The following paragraph is from the short story “An Outpost of Progress” by Joseph Conrad. It is in the anthology “Short Story Masterpieces” edited by Robert Penn Warren and Albert Erskine. It has 36 tremendous stories and cost me a dollar used on amazon.com.
This paragraph comes late in the story. Two white men working for a British corporation at a trading station in Africa find that their assistant Makola has sold their workers and families into slavery in order to obtain the ivory the corporation seeks. The paragraph is describing what happened the day after they confronted Makola, but have done nothing to rescue the newly enslaved workers or to report the kidnappings. The ivory, after all, means that the men have been successful. The two men are named Kayerts and Carlier. Gobila is the leader of the village nearest to the outpost.

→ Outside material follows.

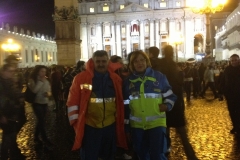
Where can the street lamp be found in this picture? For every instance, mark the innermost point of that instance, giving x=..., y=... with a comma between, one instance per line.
x=207, y=7
x=177, y=40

“At midday they made a hearty meal. Kayerts sighed from time to time. Whenever they mentioned Makola’s name they always added to it an opprobrious epithet. It eased their conscience. Makola gave himself a half-holiday, and bathed his children in the river. No one from Gobila’s village came near the station that day. No one came the next day, and the next, nor for a whole week. Gobila’s people might have been dead and buried for any sign of life they gave. But they were only mourning for those they had lost by the witchcraft of the white men, who had brought wicked people into their country. The wicked people were gone, but fear remained. Fear always remains. A man may destroy everything within himself, love and hate and belief, and even doubt; but as long as he clings to life he cannot destroy fear: the fear, subtle, indestructible, and terrible, that pervades his being; that tinges his thoughts; that lurks in his heart; that watches on his lips the struggle of his last breath. In his fear, the mild old Gobila offered extra human sacrifices to all the Evil Spirits that had taken possession of his white friends. His heart was heavy. Some warriors spoke about burning and killing, but the cautious old savage dissuaded them. Who could foresee the woe those mysterious creatures, if irritated, might bring? They should be left alone. Perhaps in time they would disappear into the earth as the first one had disappeared. His people must keep away from them, and hope for the best.”
There is more to the story to come, but that paragraph alone says something about politics and global commerce.